This is How Juniors Should Plan Their Tech Careers with o3 Looming🔥

Photo by David Clode on Unsplash

OpenAI’s o3 model is rather a big deal, with some calling it AGI and the biggest thing to happen to AI since GPT-3.

With this in mind, how should junior developers plan their careers? I don’t think anybody should give up the idea of working in tech, or quickly change direction to make sure they are employable. So here is what they should do.

New Day, New AI. Thinking Mode Explained

As part of their “12 days of OpenAI,” OpenAI announced its latest AI “reasoning” models, o3 and o3-mini.

AI companies are working on Simulated Reasoning (SR) models that go over and above the capability of current Large Language Models (LLM) are capable.

They’re getting close to the gold standard of Artificial General Intelligence (AGI) where a high level of human-like intelligence is achieved.

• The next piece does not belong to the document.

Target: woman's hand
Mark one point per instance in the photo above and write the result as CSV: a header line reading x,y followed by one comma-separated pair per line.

One test of AGI has o3 performing better than an average human.

That’s a big deal and exciting, and is bound to have an impact on the career path of software developers.

Simulated Reasoning FTW

Other companies are developing SR models. Google announced Gemini 2.0 Flash Thinking Experimental Thursday, in November DeepSeek launched DeepSeek-R1 and the list goes on.

These models are still LLMs, but are fine-tuned to use iterative through processes. They consider their own results and use brute-force reasoning at run time. 

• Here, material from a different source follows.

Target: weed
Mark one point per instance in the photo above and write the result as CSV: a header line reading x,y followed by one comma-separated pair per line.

These models are getting better with time, and soon they will perform better than most coders on most tasks.

If every car is self driving, there is still the question of where to go

So, should junior developers panic? Since it’s fun to do so, maybe.

That’s because at senior levels or above tasks tend to be complex and intertwined with the surrounding context and processes. More junior developers have more constrained tasks that future reasoning models will be able to complete with ease.

Yet there’s still hope for those junior in software development. There is no way to predict the future and know how AI will pan out. It’s good as a software developer to have both specialist and generalist skill, and if AI adapts in the future that will be something we will be able to figure out at that time.

We can also be reassured that these models aren’t close to being efficient. It costs around $3400 per task to reach a performance comparable to human, so they are simply throwing compute at the problem. This goes back to the previous point, we have time on the software development path we are currently on and if things change we can cause correct.

So, only panic if you really enjoy it.

Conclusion

If you want to become a software developer or are a junior working your way up the payscale don’t fear AI. Use it to help you improve, keep working and keep enjoying your work.

Because that’s more important than worrying about the future, right?